Project

General

Profile

Actions

Bug #14159

open

ahci can deadlock with sata framework

Added by Jason King 12 days ago. Updated about 4 hours ago.

Status:
New
Priority:
Normal
Assignee:
Category:
driver - device drivers
Start date:
Due date:
% Done:

0%

Estimated time:
Difficulty:
Medium
Tags:
Gerrit CR:

Description

We had a system that would have the zfs deadman seemingly randomly fire on the systems boot zpool. Attempting to do a crash dump failed since I/O to the mirrored boot drives seemed to be hung. We were able to get kmdb loaded and capture the state of the system after this occurred. Unfortunately, the serial console was not configured, so there are only screenshots of the kmdb output (though I'm attempting to reproduce w/ the serial console configured so I can copy/paste the kmdb analysis and will update if possible).

Looking at threads in ahci (::stacks -m ahci), I saw three threads. One thread was servicing an ahci interrupt and had a call stack containing (I'm abbreviating this w/ the key bits since I'm having to copy it by hand):

mutex_vector_enter
sata`sata_scsi_init_pkt
scsi`scsi_init_pkt
...
scsi`scsi_hba_pkt_comp
sata`sata_txlt_rw_completion
ahci`flush_doneq
ahci`ahci_intr_ncq_events
ahci`ahci_intr_set_device_bits
ahci`ahci_port_intr
ahci`ahci_intr

The mutex in question is from this (in sata_scsi_init_pkt):

mutex_enter(&(SATA_CPORT_MUTEX(sata_hba_inst,
          sata_device.satadev_addr.cport)));

Examining who held the mutex, it was a thread with the following call stack (again abbreviated):

...
cv_wait
ahci`ahci_do_sync_start
ahci`ahci_tran_start
sata`sata_fetch_device_identify_data
sata`sata_txlt_inquiry
sata`sata_scsi_start
scsi`scsi_transport
sd`sd_start_cmds
sd`sd_restore_throttle
...
taskq_thread

The above mentioned mutex is acquired in sata_txlt_inquiry and is held for effectively the entire function. Note that the mutex associated with the blocked CV is not the cport_mutex. We are blocked due to the following code:

    while (spkt->satapkt_reason == SATA_PKT_BUSY)
              cv_wait(&ahci_portp->ahciport_cv,
                  &ahci_portp->ahciport_mutex);

So the command is waiting for completion with the same sata framework cport_mutex being held that the ISR is blocked on. Eventually, the ahci watchdog thread attempts to time out the request, it resets the port

mutex_vector_enter
sata`sata_hba_event_notify
ahci`ahci_restart_port_wait_till_ready
ahci`ahci_timeout_pkts
ahci`ahci_watchdog_handler

In this case the watchdog handler has reset the port, and is blocked on the sata framework on the same cport_mutex trying to notify the sata framework that the port has been reset, so it also cannot make progress and clean things up (i.e. complete the synchronous request as failed/timed out).

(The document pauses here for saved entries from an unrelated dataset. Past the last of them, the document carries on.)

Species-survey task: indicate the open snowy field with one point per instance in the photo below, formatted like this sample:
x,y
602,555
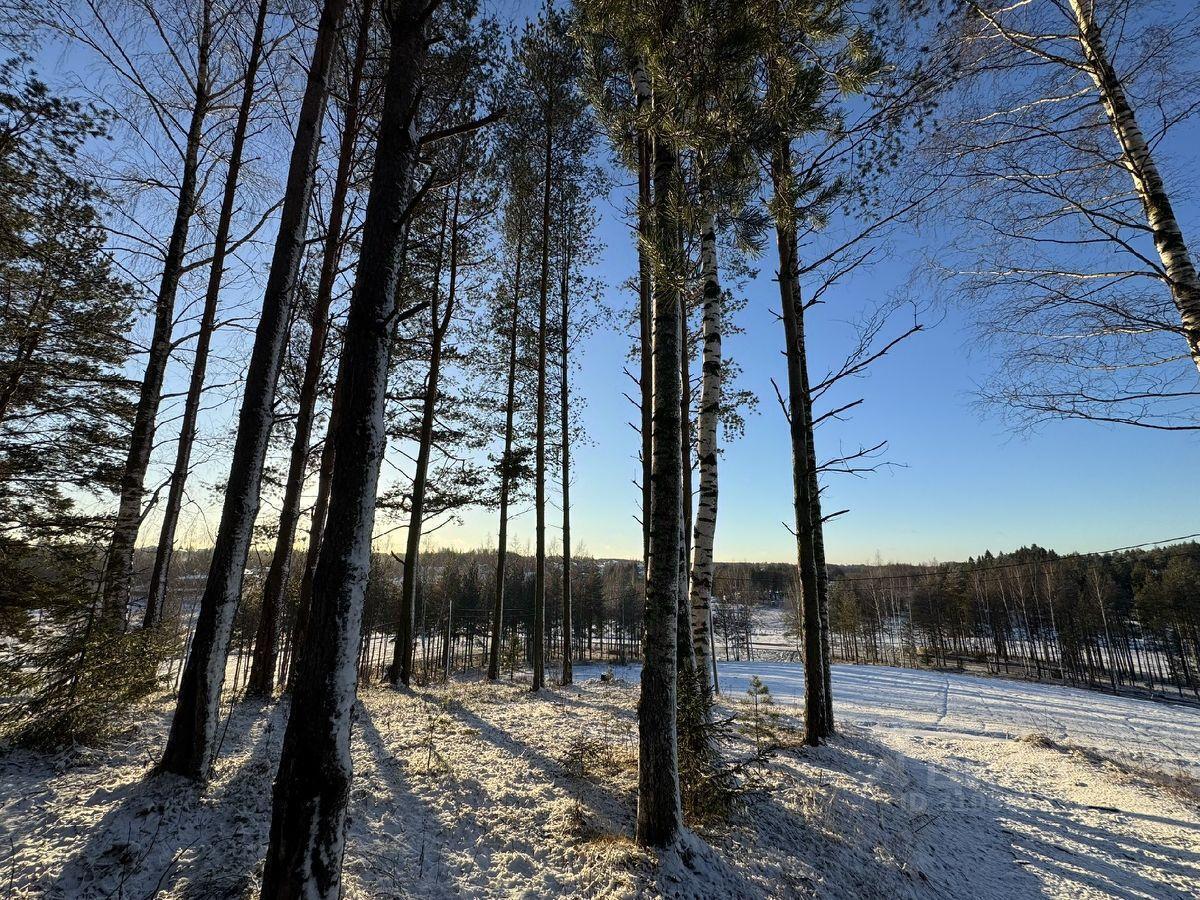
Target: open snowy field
x,y
934,789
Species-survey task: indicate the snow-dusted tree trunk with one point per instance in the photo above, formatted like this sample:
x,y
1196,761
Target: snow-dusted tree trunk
x,y
564,409
1137,157
659,816
192,738
493,655
703,567
801,430
401,670
685,657
262,671
316,534
119,559
157,594
645,299
539,589
307,837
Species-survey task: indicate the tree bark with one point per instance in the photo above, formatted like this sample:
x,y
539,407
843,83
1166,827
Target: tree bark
x,y
539,589
493,658
799,425
307,835
565,425
703,565
192,738
157,594
685,655
401,670
262,670
646,303
1164,227
659,816
119,561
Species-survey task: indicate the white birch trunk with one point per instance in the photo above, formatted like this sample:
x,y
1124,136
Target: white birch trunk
x,y
1137,159
709,412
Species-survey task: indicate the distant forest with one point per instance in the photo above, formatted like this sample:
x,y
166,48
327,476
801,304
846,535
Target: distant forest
x,y
1115,621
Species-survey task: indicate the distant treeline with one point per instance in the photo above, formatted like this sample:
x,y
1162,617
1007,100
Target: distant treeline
x,y
1117,621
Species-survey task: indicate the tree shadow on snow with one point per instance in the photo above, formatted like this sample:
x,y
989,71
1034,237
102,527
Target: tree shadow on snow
x,y
160,832
943,832
407,829
855,819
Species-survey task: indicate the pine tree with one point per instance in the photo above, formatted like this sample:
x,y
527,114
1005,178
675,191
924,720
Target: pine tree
x,y
312,787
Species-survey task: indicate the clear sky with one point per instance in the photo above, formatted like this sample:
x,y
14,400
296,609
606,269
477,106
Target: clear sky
x,y
960,483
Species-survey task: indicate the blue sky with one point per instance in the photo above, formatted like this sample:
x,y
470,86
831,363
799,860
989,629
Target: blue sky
x,y
960,483
963,483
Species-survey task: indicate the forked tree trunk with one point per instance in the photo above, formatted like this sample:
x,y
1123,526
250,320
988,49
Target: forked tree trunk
x,y
307,837
565,425
539,579
799,426
703,567
1137,157
119,561
401,669
262,671
156,597
493,657
659,816
192,738
316,534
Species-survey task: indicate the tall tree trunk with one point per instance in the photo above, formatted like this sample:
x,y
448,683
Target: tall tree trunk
x,y
799,425
539,581
703,565
401,670
307,837
1137,157
192,738
157,594
645,303
493,658
316,534
685,655
565,425
659,816
119,561
262,671
817,523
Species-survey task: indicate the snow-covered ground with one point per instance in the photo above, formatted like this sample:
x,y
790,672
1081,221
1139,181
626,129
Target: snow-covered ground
x,y
934,789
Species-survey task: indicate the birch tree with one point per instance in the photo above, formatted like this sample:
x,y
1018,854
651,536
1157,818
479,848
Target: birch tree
x,y
312,787
119,567
156,594
1059,127
192,738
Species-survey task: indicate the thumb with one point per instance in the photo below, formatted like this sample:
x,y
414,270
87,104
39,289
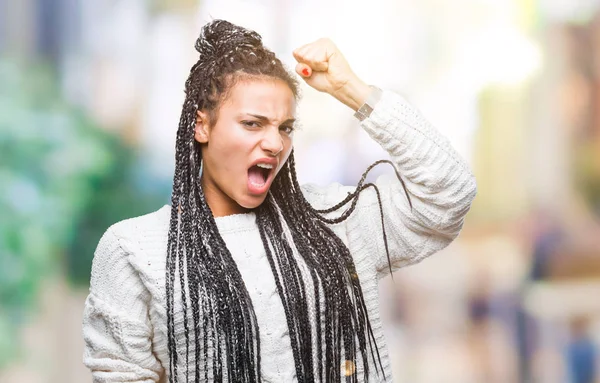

I believe the error is sata_txlt_inquiry holding cport_mutex while calling into the HBA (the sata_tran_start method i.e. ahci_tran_start). No other callers in the SATA framework do this -- either they just don't have the mutex held, or they explicitly drop it around the call into the HBA). We (unfortunately) don't have any sort of comments or docs to point at to definitely say it's wrong, but the evidence is highly suggestive that is the correct way to resolve the deadlock.


Files

sata.d (541 Bytes) sata.d D script to widen the deadlock window Jason King, 2021-10-25 11:27 PM
write-file.c (925 Bytes) write-file.c Simple program to continuously write 1MB of data, flush in a loop Jason King, 2021-10-25 11:27 PM
inquiry-ata.c (1.35 KB) inquiry-ata.c Program to issue ATA INFORMATION requests to device Jason King, 2021-10-25 11:27 PM
Actions #1

Updated by Marcel Telka 11 days ago

I think the problem might be missing mutex_exit/mutex_enter calls around this code in ahci_restart_port_wait_till_ready():

8763      sata_hba_event_notify(ahci_ctlp->ahcictl_dip, &sdevice,
8764          SATA_EVNT_DEVICE_RESET);

I tried to add those calls more than 8 years ago when I worked on #3839, but such a change was refused: https://illumos.topicbox.com/groups/developer/T0bbacadf3d9c767b

Actions #2

Updated by Jason King 11 days ago

  • Assignee set to Jason King

I'm in the process of testing/verifying a fix, but I think the immediate issue is that if something issues an INQUIRY for the ATA INFORMATION page to the device, the sata framework's cport_mutex is held across the call into the HBA. All the other callers of sata_fetch_device_identify_data (or more specifically anyone invoking the HBA's start (sata_hba_start) method invoke the start function without that lock being held -- either they explicitly drop the lock themselves, or their callers do so.

Actions #3

Updated by Jason King 11 days ago

That said, the existing sata event handling code leaves much to be desired and could use improvement.

Actions #4

Updated by Rich Lowe 11 days ago

I strongly recommend fixing this first, and then improving the code.

Actions #5

Updated by Jason King 10 days ago

  • Description updated (diff)
Actions #6

Updated by Jason King 10 days ago

The plan is to fix the deadlock as a part of this change. Any other bits will have their own ticket.

Actions #7

Updated by Garrett D'Amore 10 days ago

So Marcel, I'm the one who blocked the change, and let me be the first to say I was wrong to do so, although I understand why I did.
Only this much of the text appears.